Disney's The Little Mermaid released to theaters in the fall of '89. I was six. I remember my parents taking me to see it in the theater. I remember being frightened at the climax by Ursula (Giant evil octopus woman on the big screen? Who wouldn't be?), but it didn't change my feelings about the movie. I was hooked.
I collected all things Mermaid. Pencils, beach towel, at least one, if not two swimsuits. My best friend and I watched the video over and over, singing the songs. I dressed as Ariel the following Halloween, wearing an old sea green dress of my mother's, with curling ribbon around my feet to make it look like a tail. I think I had orange curling ribbon in my hair, too, to make it appear more "red" like Ariel's.

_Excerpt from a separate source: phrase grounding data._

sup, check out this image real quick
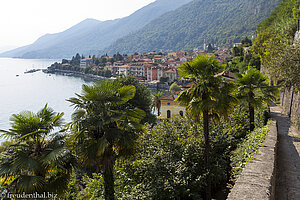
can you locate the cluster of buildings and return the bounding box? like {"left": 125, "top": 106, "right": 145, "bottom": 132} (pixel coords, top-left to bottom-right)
{"left": 78, "top": 49, "right": 234, "bottom": 119}
{"left": 56, "top": 45, "right": 242, "bottom": 119}
{"left": 79, "top": 48, "right": 232, "bottom": 83}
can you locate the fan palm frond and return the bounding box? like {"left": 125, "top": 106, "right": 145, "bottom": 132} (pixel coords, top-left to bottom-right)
{"left": 0, "top": 105, "right": 73, "bottom": 196}
{"left": 14, "top": 175, "right": 45, "bottom": 193}
{"left": 234, "top": 68, "right": 278, "bottom": 131}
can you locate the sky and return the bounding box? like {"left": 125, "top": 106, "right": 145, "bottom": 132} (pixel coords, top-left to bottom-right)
{"left": 0, "top": 0, "right": 155, "bottom": 48}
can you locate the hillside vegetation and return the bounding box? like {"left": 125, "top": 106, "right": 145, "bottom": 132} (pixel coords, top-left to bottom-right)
{"left": 104, "top": 0, "right": 280, "bottom": 55}
{"left": 253, "top": 0, "right": 300, "bottom": 89}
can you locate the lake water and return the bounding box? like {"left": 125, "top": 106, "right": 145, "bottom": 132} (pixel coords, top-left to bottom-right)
{"left": 0, "top": 58, "right": 91, "bottom": 138}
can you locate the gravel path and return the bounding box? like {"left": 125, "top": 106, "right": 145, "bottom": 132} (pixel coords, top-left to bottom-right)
{"left": 270, "top": 105, "right": 300, "bottom": 200}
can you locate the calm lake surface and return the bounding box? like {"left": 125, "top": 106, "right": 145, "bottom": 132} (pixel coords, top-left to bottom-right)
{"left": 0, "top": 58, "right": 91, "bottom": 139}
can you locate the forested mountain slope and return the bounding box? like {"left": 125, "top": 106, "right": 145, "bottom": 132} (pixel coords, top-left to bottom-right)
{"left": 104, "top": 0, "right": 281, "bottom": 55}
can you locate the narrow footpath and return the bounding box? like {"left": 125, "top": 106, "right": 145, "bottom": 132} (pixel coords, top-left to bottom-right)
{"left": 270, "top": 105, "right": 300, "bottom": 200}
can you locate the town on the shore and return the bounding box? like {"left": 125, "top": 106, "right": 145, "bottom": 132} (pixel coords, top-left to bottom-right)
{"left": 44, "top": 41, "right": 248, "bottom": 85}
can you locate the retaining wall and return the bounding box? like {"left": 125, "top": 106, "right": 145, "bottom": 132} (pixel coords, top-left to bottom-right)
{"left": 281, "top": 88, "right": 300, "bottom": 131}
{"left": 227, "top": 120, "right": 278, "bottom": 200}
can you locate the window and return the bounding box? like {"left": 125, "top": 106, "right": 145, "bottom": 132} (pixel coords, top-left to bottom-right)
{"left": 179, "top": 111, "right": 183, "bottom": 117}
{"left": 167, "top": 110, "right": 171, "bottom": 118}
{"left": 167, "top": 102, "right": 171, "bottom": 105}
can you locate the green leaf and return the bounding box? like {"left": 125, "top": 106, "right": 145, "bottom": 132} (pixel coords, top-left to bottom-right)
{"left": 119, "top": 85, "right": 136, "bottom": 104}
{"left": 19, "top": 129, "right": 48, "bottom": 140}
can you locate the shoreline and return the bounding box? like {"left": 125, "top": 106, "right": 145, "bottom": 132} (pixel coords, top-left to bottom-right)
{"left": 43, "top": 68, "right": 170, "bottom": 91}
{"left": 42, "top": 69, "right": 108, "bottom": 81}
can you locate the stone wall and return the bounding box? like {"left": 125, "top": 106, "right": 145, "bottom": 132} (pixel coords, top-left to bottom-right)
{"left": 281, "top": 88, "right": 300, "bottom": 131}
{"left": 294, "top": 30, "right": 300, "bottom": 42}
{"left": 227, "top": 121, "right": 278, "bottom": 200}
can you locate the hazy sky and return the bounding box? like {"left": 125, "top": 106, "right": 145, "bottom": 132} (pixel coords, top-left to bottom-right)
{"left": 0, "top": 0, "right": 155, "bottom": 47}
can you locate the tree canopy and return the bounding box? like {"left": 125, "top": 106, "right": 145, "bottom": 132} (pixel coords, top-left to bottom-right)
{"left": 253, "top": 0, "right": 300, "bottom": 89}
{"left": 0, "top": 105, "right": 74, "bottom": 196}
{"left": 67, "top": 80, "right": 145, "bottom": 199}
{"left": 176, "top": 54, "right": 236, "bottom": 200}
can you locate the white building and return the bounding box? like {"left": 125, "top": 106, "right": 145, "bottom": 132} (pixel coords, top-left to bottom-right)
{"left": 80, "top": 58, "right": 93, "bottom": 68}
{"left": 117, "top": 65, "right": 130, "bottom": 76}
{"left": 130, "top": 64, "right": 145, "bottom": 77}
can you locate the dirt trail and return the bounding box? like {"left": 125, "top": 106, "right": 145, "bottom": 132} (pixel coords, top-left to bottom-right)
{"left": 270, "top": 105, "right": 300, "bottom": 200}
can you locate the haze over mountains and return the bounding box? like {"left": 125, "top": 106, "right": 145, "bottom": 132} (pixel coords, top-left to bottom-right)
{"left": 0, "top": 0, "right": 192, "bottom": 59}
{"left": 0, "top": 45, "right": 18, "bottom": 54}
{"left": 1, "top": 0, "right": 280, "bottom": 59}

While I loved Beauty and the Beast and Aladdin, for some reason The Little Mermaid was the seminal film of my youth.
I know I'm not alone. I know several women my age who can sing "Part of Your World" word for word, without much provocation.
For the last couple years, we've attended Christmas concerts at the Hult with my family. It started with the Eugene Symphony Yuletide Celebration, last year it was the Mason Williams show, and this year back to the Symphony. We missed the tap dancing Santas, let me tell you. The other lure to this year's Symphony extravaganza: Jodi Benson. Who is none other than the voice of Ariel. Daughter of King Triton. Wife of Prince Erik. Inspiration to all.
The moment she stepped out onto stage and spoke, I waited for her to tell Flounder he was such a guppy. I loved every moment, especially when she sang "Part of Your World," and believe, me, I didn't know until moments beforehand if anything from Mermaid would be sung at all.
After the show my mom and aunt were on a particular mission. First, they wanted an autograph, but they both knew that was child's play. What they really wanted was a photo. With me and Jodi.
You should have seen my aunt. She positioned herself at the autograph table, and when the moment was right, she said "Jodi!", expecting Jodi to turn when she heard her name.
Which she did. And smiled beautifully.